Een actief ingrediënt of ligand met een intrinsieke activiteit van nul veroorzaakt daarom geen enkel effect via binding aan de receptor. In dit geval wordt het actieve ingrediënt een zuivere antagonist genoemd, die alleen de receptor bezet en zo de binding van andere liganden aan de receptor verhindert. Als de intrinsieke activiteit van een actief ingrediënt er echter één is, bereikt binding aan de receptor een maximaal effect. De ligand of het actieve ingrediënt kan niet worden omschreven als een zuivere antagonist.
Actieve ingrediënten met een intrinsieke activiteit tussen de waarden nul en één worden soms partiële agonisten genoemd. Het klassieke model is gebaseerd op "monofunctionele" liganden die inwerken op de receptor. In feite is een ligand in staat om verschillende signaalroutes afzonderlijk en specifiek aan te pakken. Liganden kunnen ook verschillende signaalroutes parallel gebruiken en dus tegelijkertijd als antagonisten en agonisten werken. Omdat de intrinsieke activiteit van een medicijn kan variëren van weefsel tot weefsel.
Ziekten en aandoeningen
De intrinsieke activiteit is uiteindelijk relevant voor alle geneesmiddelen. Hierbij moet onderscheid worden gemaakt tussen agonisten en antagonisten. Zoals hierboven vermeld, hebben antagonisten een intrinsieke activiteit van nul. Dienovereenkomstig hebben ze zelf geen effect, maar remmen ze het effect van andere liganden van de receptor.

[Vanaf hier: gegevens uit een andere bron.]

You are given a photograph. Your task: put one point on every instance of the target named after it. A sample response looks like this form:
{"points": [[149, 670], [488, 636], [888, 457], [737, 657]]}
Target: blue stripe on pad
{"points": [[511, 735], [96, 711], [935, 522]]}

Dergelijke medicijnen omvatten bijvoorbeeld bètablokkers. Het actieve ingrediënt in deze geneesmiddelen bindt zich aan de bèta-receptoren. Daarbij blokkeren ze de receptoren voor de binding van andere stoffen waarvan de effecten moeten worden onderdrukt. De bètablokkers kunnen bijvoorbeeld binden aan β-adrenoceptoren. Met deze binding blokkeren ze de bindingen van het stresshormoon adrenaline en de neurotransmitter noradrenaline. Op deze manier wordt de werking van de stoffen geremd.
Op deze manier verlagen de stoffen bijvoorbeeld de hartslag in rusttoestand. Tegelijk met deze demping dempen ze ook de bloeddruk. Om deze reden worden bètablokkers gebruikt om verschillende ziekten te behandelen en zijn ze bijvoorbeeld geschikt als conservatieve medicamenteuze therapie voor hoge bloeddruk of coronaire hartziekte. Vanwege hun goed gedocumenteerde en inmiddels bewezen effectiviteit zijn bètablokkers soms de meest voorgeschreven medicijnen van allemaal.
Agonisten voor dopaminereceptoren worden bijvoorbeeld gebruikt als actief ingrediënt bij de behandeling van de ziekte van Parkinson. De agonisten van deze receptoren omvatten bijvoorbeeld de stoffen budipine, cabergoline, dihydro-ergocryptine, lisuride, paliperidon, pergolide, piribedil, pramipexol of ropinirol. Door het ontwikkelde effect in de receptorbinding verbeteren ze typische symptomen van Parkinson, vooral rigide bewegingen, bewegingsstoornissen, vermoeidheid overdag en tremoren.